Schools to ban energy drinks following NASUWT’s research

An article published on BBC News Health[1] has emerged, detailing that one of the UK’s largest teaching unions, NASUWT, is calling for a ban on energy drinks in schools nationwide. The beverages have been described as “readily available legal highs” due to their high caffeine levels, however the British Soft Drinks Association upholds that the drinks are safe for consumption.

Following research undertaken by academics from FUSE (Centre for Transitional Research in Public Health in the North East), children have admitted to purchasing energy drinks because they are “cheaper than water or pop”, with some costing as little as 25p and being readily available from vending machines, supermarkets and corner shops.

Many energy drinks are “not recommended for children”, with the European Food Safety Authority guidelines stating that an average 11-year-old should not consume more than 105mg caffeine per day.
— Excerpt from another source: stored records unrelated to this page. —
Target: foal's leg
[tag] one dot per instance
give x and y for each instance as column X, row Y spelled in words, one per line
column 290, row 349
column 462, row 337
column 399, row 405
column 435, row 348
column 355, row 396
Research has shown that the caffeine content of a single 500ml can is 160mg and, therefore, these drinks are having a detrimental effect on the concentration and behaviour of children in the classroom.

Darren Northcott, NASUWT national official for education has stated: “We have always been clear that drinks with high levels of sugar should not be sold on school premises. It is time to look again at the School Food Standards, and the enforcement of the standards, to make sure that every school in the country is free of highly-caffeinated soft drinks, as well as those that are high in sugar.”